4. Why different methods can yield different impressions — arrests vs. offending vs. enforcement
Studies typically rely on arrests, convictions, or incarceration as observable proxies for offending; researchers caution these measures reflect both criminal behavior and law‑enforcement activity. The Texas work itself cautions arrest is an imperfect proxy because it also reflects policing practices; in other words, disparities in enforcement, reporting, or data availability can change measured rates even if underlying offending is stable (NIJ discussion) [1].
5. Places, timeframes and policy context matter
Multiple studies find the “immigration effect” varies by locality and local policy environment: cities and neighborhoods with higher immigrant concentrations often show lower crime trends, and inclusive policies or well‑established immigrant communities are linked to reductions in violent and property crimes (Brennan Center; ASA summary) [3] [8]. That does not mean every jurisdiction will show identical patterns—researchers emphasize context and long timeframes when drawing conclusions [4].

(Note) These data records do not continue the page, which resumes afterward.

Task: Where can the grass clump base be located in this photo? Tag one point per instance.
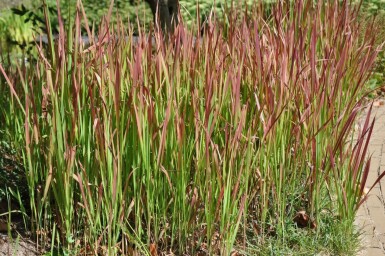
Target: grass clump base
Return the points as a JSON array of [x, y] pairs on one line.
[[239, 141]]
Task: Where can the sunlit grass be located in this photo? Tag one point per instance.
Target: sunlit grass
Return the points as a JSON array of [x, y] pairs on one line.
[[214, 144]]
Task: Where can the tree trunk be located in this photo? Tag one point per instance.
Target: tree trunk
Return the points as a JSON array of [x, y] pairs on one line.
[[167, 11]]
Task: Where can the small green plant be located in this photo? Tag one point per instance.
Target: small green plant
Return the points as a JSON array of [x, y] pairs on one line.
[[239, 140]]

6. Opposing narratives and media framing — high‑profile cases vs. population-level evidence
Advocates for stricter enforcement and some media outlets highlight high‑profile crimes by undocumented individuals; researchers and public‑interest groups warn such cases can skew public perception and policy despite population-level studies that show lower rates among immigrants overall (Brennan Center) [3]. The academic literature repeatedly urges policymakers to rely on systematic data rather than anecdote [4].
7. Limitations of the available reporting and open questions for 2025
Available sources rely on studies through roughly the early-to-mid 2020s and on specific datasets (e.g., Texas DPS, long-run incarceration records); comprehensive, nationwide criminality estimates that directly identify immigration status remain rare, so some uncertainty persists about the precise magnitudes in every state and year (NIJ; Migration Policy Center) [1] [2]. Reports that focus on federal enforcement encounters or convictions (e.g., “criminal alien” statistics) capture a different slice of the picture and can overrepresent enforcement‑prioritized populations [9].
8. Bottom line for a 2025 assessment
As of the sources provided, the best available empirical work and policy analyses conclude undocumented immigrants do not have higher crime rates than U.S.-born citizens and in many studies have lower rates; documented immigrants typically fall between undocumented and native‑born groups (NIJ; Migration Policy Center; Brennan Center) [1] [2] [3]. Interpretations differ in political debate, but the peer-reviewed, institutional and policy‑analysis literature cited here does not support a narrative that undocumented immigration is causing a nationwide crime surge [4] [3].